# Pompano limit in 30 minutes !



## domci08 (Apr 9, 2013)

Sometimes you have to let your instincts dictate your actions. After 1:30 minutes sitting around with my surf rods on the beach and no bites I decided to break out my jiggin rod and walk a few feet away from my surf rods and try it out. I sure made the best decision for the day, cast after cast getting hooked up and playing just like a little kid when he gets a new toy. Ended up selecting my 6 pompano out at list 10-15 that I caught in about 30-45 minutes. I was a blast, I used a pink and white jig tipped with a nice and healthy live sand flea. All the fish was in a small hole just a few feet literally down from where I had all my surf rods set up. I could of left with no fish and skunked if I don't get up from my cooler and start casting the JIG!!!!! 
Tight lines my Friends.


----------



## John B. (Oct 2, 2007)

Well done!

Sent from my SM-G900V using Tapatalk


----------



## Chris V (Oct 18, 2007)

PaPow!!


----------



## Capt. Mako (Aug 21, 2014)

So cool they were just down from where you set-up initially. Crazy, but GOOD.
Congratulations. Good eats there!


----------



## Brownfisher (May 11, 2015)

Very cool!


----------



## SurfFishingMeister (Aug 18, 2015)

Great job, you tapped into that school. I have jigs but haven't fished them much. How do you work the jig?


----------



## GROUPERKING (Sep 28, 2011)

Way to go man !


----------



## domci08 (Apr 9, 2013)

SurfFishingMeister said:


> Great job, you tapped into that school. I have jigs but haven't fished them much. How do you work the jig?

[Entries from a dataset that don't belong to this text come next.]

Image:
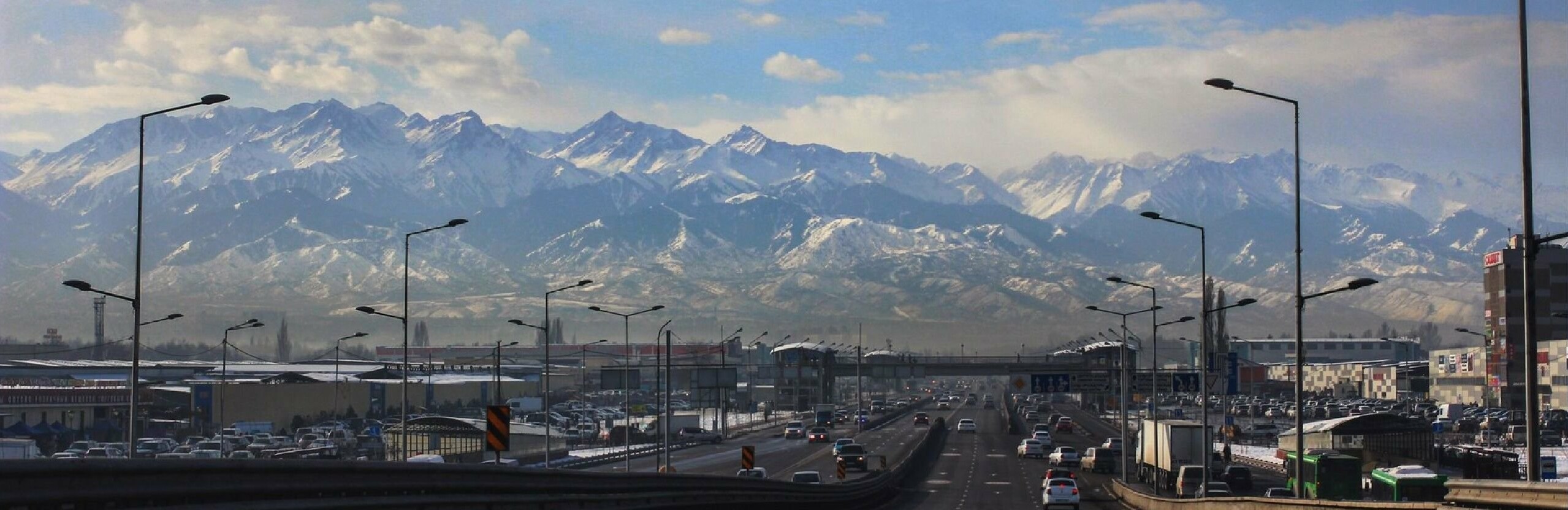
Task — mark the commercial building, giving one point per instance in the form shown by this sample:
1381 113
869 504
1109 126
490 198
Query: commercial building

I used to fish the Jettys a lot but not lately, just way overcrowded. I usually cast as far as I can let it sink to the bottom and give slow taps as I retriev it. You will fill small bumps and just pick up the pace so the fish gets excited and will bite more aggressively. If you have sand fleas on your jig than you slow it down so he can eat the bait .


----------



## wtbfishin' (Jul 31, 2016)

Great Move!!! That's a day to remember. Only in my dreams have I landed that many


----------



## Michael f sights (Jun 19, 2012)

Sweet, I love catching them on a jig!
Congrats!


----------



## Tom044 (Mar 20, 2013)

Dam great day congrats.


----------



## fishin for pompanos (May 10, 2012)

What ever camera angle you look at it still looks wonderful. Great job there domci08!


----------